Une réflexion interministérielle en cours vise à délimiter le cadre d’une politique de contrôle pour écarter du marché les produits les plus problématiques ; le ministère de la santé s’interroge sur la toxicité du CBD, le ministère de l’intérieur sur son caractère addictif. La proposition de résolution prévoit des orientations intéressantes sur une telle politique de contrôle ; elles méritent d’être approfondies.

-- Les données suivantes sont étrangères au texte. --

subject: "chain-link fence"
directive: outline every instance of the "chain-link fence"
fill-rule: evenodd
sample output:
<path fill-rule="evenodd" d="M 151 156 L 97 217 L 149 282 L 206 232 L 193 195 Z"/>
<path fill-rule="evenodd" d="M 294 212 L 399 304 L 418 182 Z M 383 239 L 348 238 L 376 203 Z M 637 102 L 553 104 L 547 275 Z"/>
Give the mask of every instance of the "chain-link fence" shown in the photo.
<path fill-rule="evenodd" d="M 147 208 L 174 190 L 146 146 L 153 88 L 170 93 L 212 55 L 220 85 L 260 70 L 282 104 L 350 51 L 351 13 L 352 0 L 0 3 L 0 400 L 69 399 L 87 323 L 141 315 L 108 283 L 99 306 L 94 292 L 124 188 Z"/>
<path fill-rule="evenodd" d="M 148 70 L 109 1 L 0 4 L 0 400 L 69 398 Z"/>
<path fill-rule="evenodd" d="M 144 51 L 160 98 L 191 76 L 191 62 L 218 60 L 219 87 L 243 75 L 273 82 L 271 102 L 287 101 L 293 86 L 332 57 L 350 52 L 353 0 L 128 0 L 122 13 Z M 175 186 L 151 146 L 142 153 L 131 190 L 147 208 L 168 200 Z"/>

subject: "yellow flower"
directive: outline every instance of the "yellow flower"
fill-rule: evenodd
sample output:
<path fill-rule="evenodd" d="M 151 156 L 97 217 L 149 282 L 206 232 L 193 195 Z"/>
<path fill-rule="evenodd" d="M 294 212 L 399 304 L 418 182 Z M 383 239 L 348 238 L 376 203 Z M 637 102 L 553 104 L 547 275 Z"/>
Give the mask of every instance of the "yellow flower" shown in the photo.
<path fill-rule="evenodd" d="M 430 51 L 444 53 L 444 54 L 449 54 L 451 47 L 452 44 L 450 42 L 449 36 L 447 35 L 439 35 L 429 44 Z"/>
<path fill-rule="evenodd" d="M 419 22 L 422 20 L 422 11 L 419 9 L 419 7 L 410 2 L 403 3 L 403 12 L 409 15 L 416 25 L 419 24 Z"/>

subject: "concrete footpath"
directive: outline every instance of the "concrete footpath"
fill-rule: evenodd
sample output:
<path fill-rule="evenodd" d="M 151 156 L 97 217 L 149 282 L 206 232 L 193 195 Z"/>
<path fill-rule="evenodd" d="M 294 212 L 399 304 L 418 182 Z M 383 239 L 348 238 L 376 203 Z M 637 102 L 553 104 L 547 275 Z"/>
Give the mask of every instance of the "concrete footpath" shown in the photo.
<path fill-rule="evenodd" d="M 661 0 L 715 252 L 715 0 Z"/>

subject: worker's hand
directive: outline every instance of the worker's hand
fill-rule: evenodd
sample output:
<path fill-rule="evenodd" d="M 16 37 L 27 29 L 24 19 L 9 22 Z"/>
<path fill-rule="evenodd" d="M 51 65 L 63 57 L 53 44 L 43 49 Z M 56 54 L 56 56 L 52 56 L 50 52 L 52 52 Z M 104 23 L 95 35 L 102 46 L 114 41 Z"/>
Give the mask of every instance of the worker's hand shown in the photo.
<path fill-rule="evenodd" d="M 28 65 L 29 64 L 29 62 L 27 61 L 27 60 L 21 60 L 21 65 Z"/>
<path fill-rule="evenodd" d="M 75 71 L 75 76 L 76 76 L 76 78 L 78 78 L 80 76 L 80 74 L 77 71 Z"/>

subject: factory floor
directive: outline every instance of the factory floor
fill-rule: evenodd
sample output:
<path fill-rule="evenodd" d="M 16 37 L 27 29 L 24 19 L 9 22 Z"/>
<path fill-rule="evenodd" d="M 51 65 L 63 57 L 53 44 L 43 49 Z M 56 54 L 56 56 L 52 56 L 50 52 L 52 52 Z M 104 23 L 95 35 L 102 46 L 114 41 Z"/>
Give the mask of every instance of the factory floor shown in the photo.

L’Autorité européenne de sécurité des aliments (AESA, ou EFSA, selon l’acronyme anglais) procède actuellement à des évaluations plus précises sur le CBD. Nous gagnerions, sans nul doute, à définir nos politiques publiques sur la base de ces données scientifiques affinées, même si les résultats de ces études ne seront pas connus avant plusieurs mois.

En outre, il faut être attentif à ce que le développement de la filière CBD n’assèche pas mécaniquement, par sa rentabilité, les autres débouchés, porteurs de souveraineté alimentaire ou énergétique.

Pour toutes ces raisons, le groupe RDPI s’abstiendra sur cette proposition de résolution.